After more than a week of the largest protests here in over two decades, demonstrators show no signs of letting up. Though the transport fare hikes that sparked the unrest were rescinded in Brazil's two biggest cities on Wednesday, demonstrators by the hundreds of thousands promised to take to the streets in locales as diverse as the Amazon capital of Manaus to the prosperous southern city of Florianopolis.

The persistence of the protests reflects what has become a generalized host of complaints about high taxes, inflation, corruption and poor public services, from hospitals and schools to roads and police forces. Using an ongoing international soccer tournament as a backdrop, they are also denouncing the more than $26 billion of public money that will be spent on the 2014 World Cup and 2016 Olympics, two events meant to showcase a modern, developed Brazil.

Big demonstrations are expected in Rio de Janeiro and the northeastern city of Salvador around games of the Confederations Cup, a test run before next year's World Cup.
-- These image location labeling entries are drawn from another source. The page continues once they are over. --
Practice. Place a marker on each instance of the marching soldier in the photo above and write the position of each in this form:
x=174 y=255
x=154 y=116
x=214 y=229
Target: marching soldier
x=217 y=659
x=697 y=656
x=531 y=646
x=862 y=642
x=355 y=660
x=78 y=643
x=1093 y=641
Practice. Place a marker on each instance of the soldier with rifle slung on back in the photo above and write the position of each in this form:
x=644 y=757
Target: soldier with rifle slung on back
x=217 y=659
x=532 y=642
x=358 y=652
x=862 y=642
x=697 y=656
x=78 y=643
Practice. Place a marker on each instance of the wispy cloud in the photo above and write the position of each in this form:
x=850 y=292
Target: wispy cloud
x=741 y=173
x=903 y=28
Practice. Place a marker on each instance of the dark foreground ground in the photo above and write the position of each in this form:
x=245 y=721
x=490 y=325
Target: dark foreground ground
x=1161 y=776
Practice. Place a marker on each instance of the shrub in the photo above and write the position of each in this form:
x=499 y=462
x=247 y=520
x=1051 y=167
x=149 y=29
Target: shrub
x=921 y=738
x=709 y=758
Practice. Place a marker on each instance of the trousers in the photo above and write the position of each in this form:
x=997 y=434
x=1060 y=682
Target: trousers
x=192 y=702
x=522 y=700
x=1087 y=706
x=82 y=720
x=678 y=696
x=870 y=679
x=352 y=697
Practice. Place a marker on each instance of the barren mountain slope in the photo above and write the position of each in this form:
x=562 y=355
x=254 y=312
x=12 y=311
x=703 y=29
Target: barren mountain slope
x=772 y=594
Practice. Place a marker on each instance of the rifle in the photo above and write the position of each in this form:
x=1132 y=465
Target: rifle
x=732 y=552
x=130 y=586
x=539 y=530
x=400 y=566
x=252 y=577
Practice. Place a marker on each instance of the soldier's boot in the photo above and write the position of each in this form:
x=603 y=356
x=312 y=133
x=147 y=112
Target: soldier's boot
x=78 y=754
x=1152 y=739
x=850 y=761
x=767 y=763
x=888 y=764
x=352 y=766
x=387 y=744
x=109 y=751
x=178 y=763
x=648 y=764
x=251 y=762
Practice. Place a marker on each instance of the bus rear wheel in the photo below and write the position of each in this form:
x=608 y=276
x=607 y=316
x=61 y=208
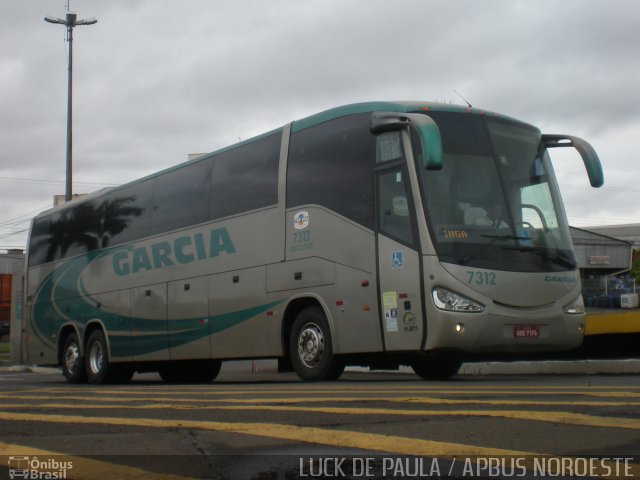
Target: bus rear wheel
x=311 y=348
x=73 y=368
x=99 y=369
x=436 y=367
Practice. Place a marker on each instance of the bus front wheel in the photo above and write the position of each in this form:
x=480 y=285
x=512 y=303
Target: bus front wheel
x=311 y=348
x=99 y=369
x=72 y=363
x=436 y=367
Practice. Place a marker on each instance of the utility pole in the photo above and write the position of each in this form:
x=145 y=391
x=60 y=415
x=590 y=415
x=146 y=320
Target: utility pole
x=70 y=22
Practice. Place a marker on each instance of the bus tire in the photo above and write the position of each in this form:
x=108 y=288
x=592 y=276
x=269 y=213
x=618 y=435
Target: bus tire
x=99 y=369
x=436 y=367
x=73 y=368
x=311 y=348
x=197 y=371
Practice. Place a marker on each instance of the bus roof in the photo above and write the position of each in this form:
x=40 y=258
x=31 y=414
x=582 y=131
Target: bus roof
x=297 y=125
x=400 y=106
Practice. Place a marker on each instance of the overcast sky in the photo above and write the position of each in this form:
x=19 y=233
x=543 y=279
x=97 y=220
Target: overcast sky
x=155 y=80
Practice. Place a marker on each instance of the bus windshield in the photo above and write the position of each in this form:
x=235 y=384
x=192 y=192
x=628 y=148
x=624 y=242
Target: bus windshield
x=495 y=204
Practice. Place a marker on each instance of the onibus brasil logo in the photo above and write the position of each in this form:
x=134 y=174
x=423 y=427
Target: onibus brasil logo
x=38 y=469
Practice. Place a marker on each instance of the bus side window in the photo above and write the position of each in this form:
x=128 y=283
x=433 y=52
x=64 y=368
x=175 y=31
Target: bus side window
x=331 y=164
x=394 y=219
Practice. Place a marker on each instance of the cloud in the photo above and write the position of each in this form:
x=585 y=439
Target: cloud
x=153 y=83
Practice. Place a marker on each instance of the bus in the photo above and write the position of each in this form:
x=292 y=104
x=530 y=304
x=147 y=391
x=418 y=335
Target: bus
x=374 y=234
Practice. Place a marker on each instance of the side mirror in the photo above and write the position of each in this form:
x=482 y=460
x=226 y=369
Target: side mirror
x=586 y=151
x=424 y=125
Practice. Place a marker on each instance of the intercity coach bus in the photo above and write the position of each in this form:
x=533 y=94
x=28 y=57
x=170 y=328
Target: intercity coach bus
x=376 y=234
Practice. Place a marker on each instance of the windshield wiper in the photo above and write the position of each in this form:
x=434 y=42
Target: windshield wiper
x=545 y=255
x=505 y=237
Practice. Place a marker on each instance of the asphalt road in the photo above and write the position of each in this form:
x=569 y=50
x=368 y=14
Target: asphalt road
x=270 y=426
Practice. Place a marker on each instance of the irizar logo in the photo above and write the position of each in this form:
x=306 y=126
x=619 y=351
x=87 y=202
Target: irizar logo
x=181 y=251
x=559 y=279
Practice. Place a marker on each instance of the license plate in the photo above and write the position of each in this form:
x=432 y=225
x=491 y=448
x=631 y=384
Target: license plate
x=526 y=331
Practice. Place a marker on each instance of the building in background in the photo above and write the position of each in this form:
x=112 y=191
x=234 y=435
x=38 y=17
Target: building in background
x=12 y=270
x=603 y=260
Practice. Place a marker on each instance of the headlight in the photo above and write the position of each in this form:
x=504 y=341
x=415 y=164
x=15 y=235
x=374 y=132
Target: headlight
x=577 y=306
x=453 y=302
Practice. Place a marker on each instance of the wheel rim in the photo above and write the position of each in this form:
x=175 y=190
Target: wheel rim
x=96 y=357
x=72 y=358
x=310 y=345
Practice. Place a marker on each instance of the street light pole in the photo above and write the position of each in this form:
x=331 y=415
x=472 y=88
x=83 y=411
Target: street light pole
x=70 y=22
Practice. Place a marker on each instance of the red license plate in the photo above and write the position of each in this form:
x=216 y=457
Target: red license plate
x=526 y=331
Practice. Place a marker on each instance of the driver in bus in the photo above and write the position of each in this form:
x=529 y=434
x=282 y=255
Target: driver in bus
x=490 y=216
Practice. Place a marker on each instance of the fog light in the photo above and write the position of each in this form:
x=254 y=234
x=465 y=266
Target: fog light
x=575 y=307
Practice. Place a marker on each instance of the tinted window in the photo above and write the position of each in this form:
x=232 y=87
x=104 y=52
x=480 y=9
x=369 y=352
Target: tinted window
x=181 y=198
x=331 y=164
x=245 y=178
x=127 y=214
x=67 y=233
x=39 y=241
x=394 y=219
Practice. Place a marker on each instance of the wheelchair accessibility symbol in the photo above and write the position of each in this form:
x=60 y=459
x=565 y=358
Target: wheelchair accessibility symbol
x=397 y=260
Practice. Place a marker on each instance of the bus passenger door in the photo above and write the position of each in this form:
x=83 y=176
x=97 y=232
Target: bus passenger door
x=149 y=322
x=398 y=263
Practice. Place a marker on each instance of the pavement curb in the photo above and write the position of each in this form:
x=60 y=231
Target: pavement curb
x=566 y=367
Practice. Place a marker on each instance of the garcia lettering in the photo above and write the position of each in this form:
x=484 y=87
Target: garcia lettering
x=182 y=250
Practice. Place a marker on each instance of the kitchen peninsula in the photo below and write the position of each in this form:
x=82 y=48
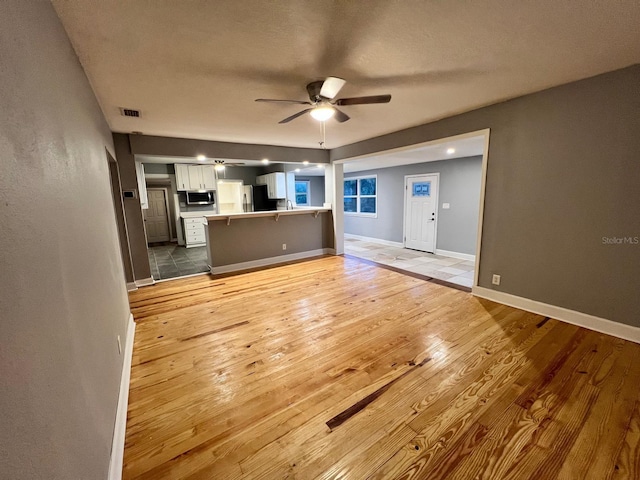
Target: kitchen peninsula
x=240 y=241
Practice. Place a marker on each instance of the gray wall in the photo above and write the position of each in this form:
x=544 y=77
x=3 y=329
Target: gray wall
x=251 y=239
x=316 y=185
x=562 y=174
x=186 y=147
x=63 y=298
x=460 y=181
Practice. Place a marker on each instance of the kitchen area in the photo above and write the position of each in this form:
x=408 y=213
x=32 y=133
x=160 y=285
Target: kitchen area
x=177 y=195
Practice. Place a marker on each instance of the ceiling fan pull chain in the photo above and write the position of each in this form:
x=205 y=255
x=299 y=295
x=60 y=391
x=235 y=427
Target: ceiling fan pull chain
x=323 y=133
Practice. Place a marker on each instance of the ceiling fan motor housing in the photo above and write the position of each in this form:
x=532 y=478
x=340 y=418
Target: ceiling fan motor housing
x=314 y=91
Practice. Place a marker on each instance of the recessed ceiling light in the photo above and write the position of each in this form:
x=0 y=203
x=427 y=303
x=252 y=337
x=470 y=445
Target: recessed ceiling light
x=322 y=113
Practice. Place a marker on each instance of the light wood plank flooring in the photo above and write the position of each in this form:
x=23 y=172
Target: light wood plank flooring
x=334 y=368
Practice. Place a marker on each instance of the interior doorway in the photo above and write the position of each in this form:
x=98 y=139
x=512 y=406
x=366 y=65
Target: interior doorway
x=441 y=244
x=118 y=208
x=156 y=217
x=420 y=211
The unrest comes as Brazil, after nearly a decade-long economic boom in which the country's profile soared on the global stage, enters a period of uncertainty. Economic growth of less than one percent a year, annual inflation of 6.5 percent and a loss of appetite for Brazilian assets among international investors have quickly deflated what had been a feel-good era for Brazil. Brazil's currency, the real, dropped to a four-year low on Thursday, trading as weak as 2.275 per U.S. dollar. The country's benchmark stock market index, the Bovespa, also hit a four-year low.

CHANGING POLITICAL LANDSCAPE

Protests are nothing new in Latin America.

Brazil's ruling Workers' Party itself has its roots in convulsive demonstrations by the country's labor movement 30 years ago. And the ongoing demonstrations, which have been mostly non-violent, are made up primarily of middle-class, well-educated Brazilians who are not the bulk of the electoral base for President Dilma Rousseff.

Still, the protests have shaken the once-solid ground under Rousseff, whose approval ratings were among the highest of any leader worldwide until inflation and other economic woes began eroding her poll numbers in recent weeks.

Rousseff and the party have praised the demonstrations and embraced their pleas as their own. Until recently, though, her play book relied on telling Brazilians that they had never had it so good.

With little more than a year to go before presidential and gubernatorial elections, the unrest is forcing incumbents and traditional political parties to reconsider their strategies.

The decision to cut transportation fares illustrates what many analysts consider a reactive and contradictory response by a ruling class caught off guard.

"Were they wrong before or are they wrong now?" asked Carlos Melo, a political scientist at Insper, a business school in Sao Paulo, noting what had been a steadfast refusal to reverse a fare hike.

Yet protesters, until now a disparate and localized collective of organizers herding the throngs through social media, would have to evolve and consolidate before they become an electoral force in themselves.

Unlike the protests of the Arab Spring, or the more recent unrest in Turkey, the demonstrations in Brazil aren't directed at any one political party or a single politician. The grab-bag nature of their causes, and wholesale rejection of the political class, gives them few traditional vehicles to upend the established order.